Warm Crock Pot White Chili

Section: Comforting Soups and Hearty Stews

This dish combines tender chicken, navy beans, and a medley of spices, simmered slowly to develop rich, layered flavors. Using a crock pot ensures the ingredients meld perfectly, creating a thick, satisfying chili. Topped with fresh garnishes like avocado, lime, and cilantro, this meal offers warmth and comfort on chilly days. The process involves browning chicken, sautéing vegetables, and slow cooking with stock for several hours to achieve a deep and balanced taste.

The inclusion of jalapeños adds a gentle kick, balances the creamy beans, while cumin and oregano lend earthiness. Make it thicker by mashing some beans or adjust broth to your desired consistency. Leftovers store well refrigerated or frozen for future meals. This dish suits those seeking a homestyle, filling dinner that brings family and friends together around the table.

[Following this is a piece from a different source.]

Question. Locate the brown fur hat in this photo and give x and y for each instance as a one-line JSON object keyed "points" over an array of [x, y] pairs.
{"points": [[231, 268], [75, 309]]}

Nina and her friend are cooking together.
Brought to You By Nina
Last updated on Sat, 25 Oct 2025 00:29:48 GMT
A bowl of chili with white cheese and lime wedges. Bookmark
A bowl of chili with white cheese and lime wedges. | ninatable.com

This white chicken chili cooked in a crock pot is the perfect cozy meal for chilly days. Slow—cooked for hours, it develops deep flavors and a rich texture that feels like a warm hug in a bowl. It’s loaded with tender chicken, creamy beans, and just the right touch of spice, making it a family favorite that feeds a crowd with ease.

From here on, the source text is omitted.